We spend so much time bending or hunching forward that it is very important to practise backbends daily.  Think of your position when you are sitting at a desk, typing, looking at your phone, eating, tidying up and so on.  Too much forward folding can result in poor posture, restrictive blood flow to vital organs, back pain…. I have also read that chronic back pain, which can heal through backbends, has also been linked to the lowering of grey matter in the brain.  Save your brain and practise backbends daily!

So what happens physically when we practise backbends?  And as it is Yoga, what happens deeper within?

I. Physically, backbends involve all parts of the body.  They not only involve the back as the term suggests, they are primarily a front extension of the body.  This is why very often backbends are called ‘heart openers’.  Backbends are meant to expand our thoracic cavity, the location of our heart and the diaphragm.  Over time if we don’t expand that space, we overuse our lower back and neck, which can result in pain in those areas of the body.  

As we expand the heart space, and therefore the ribs, we allow more air within, deeper inhalations and deeper exhalations.  Deeper breaths, and thus more oxygen through the body, have many benefits: they help decrease anxiety, increase energy level, help digestion and improve sleep quality; it results in better mental and cardiovascular function.

Backbends involve our hips, something that is sometimes overlooked but so important for the full expression of the poses.  Hip extension is an important point of focus in the workshop.

And finally of course: the back and the spine.  When we bend backwards, we lift the body against the force of gravity, which helps build strong back muscles.  As for the spine itself, when we bend back, the posterior part of the spinal column is compressed, which helps push the disks away from the spinal nerves and it decompresses the front of the vertebrae, counteracting the damaging effects of too many forward folds. 

So there are many elements to have in mind when we practise backbends: strong legs for stability, hips that extend, opened chest and shoulders and a strong back - every part of the body is involved.  BKS Iyengar goes further, saying that backbends, which he considers as the most advanced yoga postures, allow us to touch the human system as a whole and access invisible parts of the body, namely the anterior part of the spine, which elongates (the posterior part compresses). And the anterior part of the spine is unknown: “The moment you start the backbends you are in the unknown world. Your body may be known, but your inner spine is unknown. (…)  It’s the subconscious mind which is awakened in backbends (…) Only in backbends the unconscious or the subconscious mind works. That’s the beauty of it.”

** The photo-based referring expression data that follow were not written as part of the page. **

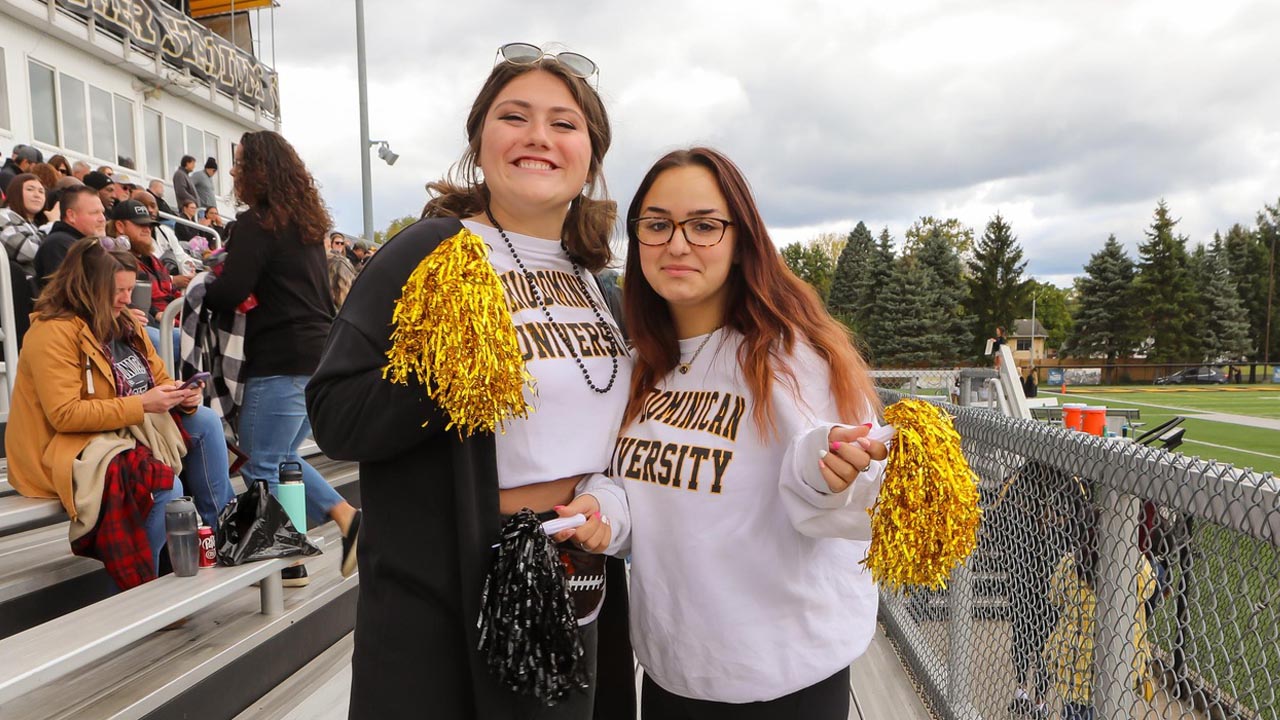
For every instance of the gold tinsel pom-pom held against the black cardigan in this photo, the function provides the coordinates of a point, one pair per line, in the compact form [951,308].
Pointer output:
[454,334]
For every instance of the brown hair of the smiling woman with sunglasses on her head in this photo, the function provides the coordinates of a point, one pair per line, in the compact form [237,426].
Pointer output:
[592,216]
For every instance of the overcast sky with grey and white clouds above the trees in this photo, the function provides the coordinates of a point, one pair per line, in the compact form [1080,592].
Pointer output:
[1071,119]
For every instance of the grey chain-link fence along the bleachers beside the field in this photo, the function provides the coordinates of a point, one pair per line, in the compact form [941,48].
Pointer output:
[1112,581]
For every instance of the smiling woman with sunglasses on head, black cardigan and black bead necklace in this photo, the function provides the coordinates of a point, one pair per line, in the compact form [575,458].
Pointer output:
[435,496]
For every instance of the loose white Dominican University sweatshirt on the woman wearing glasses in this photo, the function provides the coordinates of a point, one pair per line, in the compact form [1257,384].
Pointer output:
[746,577]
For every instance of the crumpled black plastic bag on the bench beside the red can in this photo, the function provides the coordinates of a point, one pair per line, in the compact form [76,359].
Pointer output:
[254,527]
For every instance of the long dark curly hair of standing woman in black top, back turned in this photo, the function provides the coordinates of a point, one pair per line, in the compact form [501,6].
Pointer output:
[272,180]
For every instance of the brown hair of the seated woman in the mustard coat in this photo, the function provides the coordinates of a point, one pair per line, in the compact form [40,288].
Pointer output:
[84,288]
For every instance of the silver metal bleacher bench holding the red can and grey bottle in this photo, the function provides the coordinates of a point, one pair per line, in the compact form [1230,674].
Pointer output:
[71,642]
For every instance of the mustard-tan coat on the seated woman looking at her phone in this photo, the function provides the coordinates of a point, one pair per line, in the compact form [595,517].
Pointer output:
[65,395]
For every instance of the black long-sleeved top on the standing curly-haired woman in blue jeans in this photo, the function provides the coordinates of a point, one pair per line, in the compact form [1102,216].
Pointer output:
[285,335]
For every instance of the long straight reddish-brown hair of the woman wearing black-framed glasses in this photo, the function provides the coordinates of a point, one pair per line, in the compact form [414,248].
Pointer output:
[767,304]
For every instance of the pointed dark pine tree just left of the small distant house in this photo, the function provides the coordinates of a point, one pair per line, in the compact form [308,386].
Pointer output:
[996,285]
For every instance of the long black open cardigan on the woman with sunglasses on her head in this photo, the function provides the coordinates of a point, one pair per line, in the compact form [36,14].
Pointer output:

II. This takes us to the deeper and subtler effects of heart openers.  In Yoga philosophy, our conscious mind (which includes our emotions and our intelligence) is an extension of our body.  Anything we do on a physical level will have an impact on our mind and wellbeing.  The mind in Yoga has four components, one of which is the discriminative mind, in other words, our discernment, our intellect, called Buddhi in Sanskrit.  In Yoga, Buddhi is said to be situated at the heart center.  This is the part of the mind that we want clear, so that we have good discernment, to see what is important, what to avoid, what to do, what to let go of.  In that process, backbends, by creating space and by improving the flow of prana at the heart, can help reveal a clear picture of what is beneath the surface.  We connect with the thoughts that surface from this exercise.  The practice helps us get rid of emotional patterns that are not serving us, that are obstructing our vision of what truly is.

As I hope you will experience when you practise the workshop, backbends make you feel great.  They stimulate the sympathetic nervous system.  The happy feeling at the end of a backbending yoga practice is priceless, the feeling that anything negative doesn’t matter anymore.

“[Y]ou create tremendous depth and vastness in the chest through the backbends that the emotional centre accommodates [absorbs and withstands] all types of pressures and strains.  There is no chance for a person who does backbends to get emotionally depressed or distressed.BKS Iyengar.

I hope you will make backbends part of all your Yoga practices and enjoy their many benefits.